ABSTRACT The objective of this study was to quantify the effect of d-phase (rest phase) duration of pulsation on the teat canal cross-sectional area during the period of peak milk flow from bovine teats. A secondary objective was to test if the effect of d-phase duration on teat canal cross-sectional area was influenced by milking system vacuum level, milking phase (b-phase) duration, and liner overpressure. During the d-phase of the pulsation cycle, liner compression facilitates venous flow and removal of fluids accumulated in teat-end tissues. It was hypothesized that a short-duration dphase would result in congestion of teat-end tissue and a corresponding reduction in the cross- sectional area of the teat canal. A quarter milking device, designed and built at the Milking Research and Instruction Laboratory at the University of Wisconsin–Madison, was used to implement an experiment to test this hypothesis. Pulsator rate and ratios were adjusted to achieve 7 levels of d-phase duration: 50, 100, 150, 175, 200, 250, and 300 milli-seconds (ms). These 7 d-phase durations were applied during one milking session and were repeated for 2 vacuum levels (40 and 50 kPa), 2 milking phase durations (575 and 775 ms), and 2 levels of liner overpressure (9.8 and 18 kPa).
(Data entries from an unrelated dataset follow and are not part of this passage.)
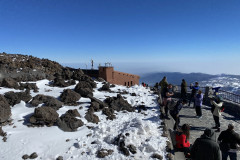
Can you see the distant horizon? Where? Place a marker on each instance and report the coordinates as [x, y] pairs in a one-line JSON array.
[[138, 36], [127, 69]]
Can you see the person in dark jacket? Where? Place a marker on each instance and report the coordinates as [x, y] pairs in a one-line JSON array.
[[182, 140], [175, 112], [163, 84], [183, 89], [195, 89], [198, 103], [167, 94], [206, 147], [229, 141]]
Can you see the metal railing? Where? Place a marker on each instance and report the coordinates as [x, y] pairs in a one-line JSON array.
[[224, 94], [229, 96]]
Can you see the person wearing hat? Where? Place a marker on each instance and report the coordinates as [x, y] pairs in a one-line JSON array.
[[206, 147], [217, 104], [183, 89], [229, 141]]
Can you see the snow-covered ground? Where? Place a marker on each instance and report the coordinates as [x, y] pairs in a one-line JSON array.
[[225, 82], [51, 142]]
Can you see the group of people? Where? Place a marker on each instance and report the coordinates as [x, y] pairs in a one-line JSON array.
[[205, 147], [196, 97]]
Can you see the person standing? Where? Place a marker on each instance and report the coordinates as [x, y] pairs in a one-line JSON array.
[[167, 94], [182, 140], [217, 103], [194, 88], [163, 84], [175, 112], [229, 141], [183, 89], [206, 147], [198, 103]]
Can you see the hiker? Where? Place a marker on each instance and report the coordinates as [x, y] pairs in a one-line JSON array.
[[229, 141], [216, 111], [183, 89], [216, 89], [167, 94], [206, 147], [198, 103], [175, 112], [194, 88], [182, 140], [163, 84]]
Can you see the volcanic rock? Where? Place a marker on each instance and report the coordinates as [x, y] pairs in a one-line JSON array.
[[16, 97], [91, 117], [5, 110], [69, 97], [47, 100], [104, 152], [44, 116], [67, 122], [119, 104], [10, 83]]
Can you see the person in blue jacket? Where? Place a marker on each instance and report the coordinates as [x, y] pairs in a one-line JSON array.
[[195, 89], [175, 112], [198, 103]]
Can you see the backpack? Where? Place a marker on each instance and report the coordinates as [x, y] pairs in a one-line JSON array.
[[172, 104], [222, 108]]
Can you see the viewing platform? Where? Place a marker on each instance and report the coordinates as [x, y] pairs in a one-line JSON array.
[[231, 115]]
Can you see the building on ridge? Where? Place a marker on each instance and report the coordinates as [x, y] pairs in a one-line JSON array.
[[114, 77]]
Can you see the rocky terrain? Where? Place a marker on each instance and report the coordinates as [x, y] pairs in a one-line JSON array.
[[55, 112]]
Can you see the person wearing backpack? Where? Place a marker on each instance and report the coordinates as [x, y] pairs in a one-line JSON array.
[[174, 112], [206, 147], [229, 141], [183, 89], [182, 140], [195, 89], [167, 94], [218, 104], [198, 103]]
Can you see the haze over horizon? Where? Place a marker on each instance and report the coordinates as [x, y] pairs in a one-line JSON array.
[[135, 36]]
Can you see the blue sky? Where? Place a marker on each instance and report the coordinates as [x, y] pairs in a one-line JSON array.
[[135, 35]]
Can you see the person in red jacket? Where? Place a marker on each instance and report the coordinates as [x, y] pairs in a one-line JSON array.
[[182, 140]]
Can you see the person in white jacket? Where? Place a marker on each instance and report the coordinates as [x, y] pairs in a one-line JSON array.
[[217, 103]]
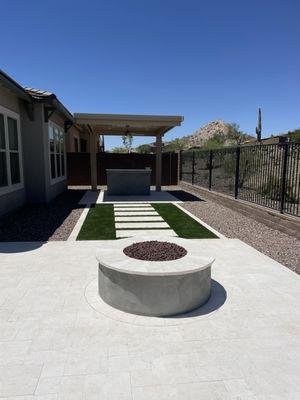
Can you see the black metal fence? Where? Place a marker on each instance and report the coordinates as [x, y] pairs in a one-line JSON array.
[[268, 175]]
We observed a significant reduction in the estimated cross-sectional area of the teat canal with d-phase durations of 50 and 100 ms when compared with d-phase durations of 150, 175, 225, 250, and 300 ms. No significant difference was found in the estimated cross-sectional area of the teat canal for d-phase durations from 150 to 300 ms. No significant interaction was observed between the effect of d-phase and b-phase durations, vacuum level, or liner overpressure.

Key words: milking, pulsation, teat congestion, milk flow.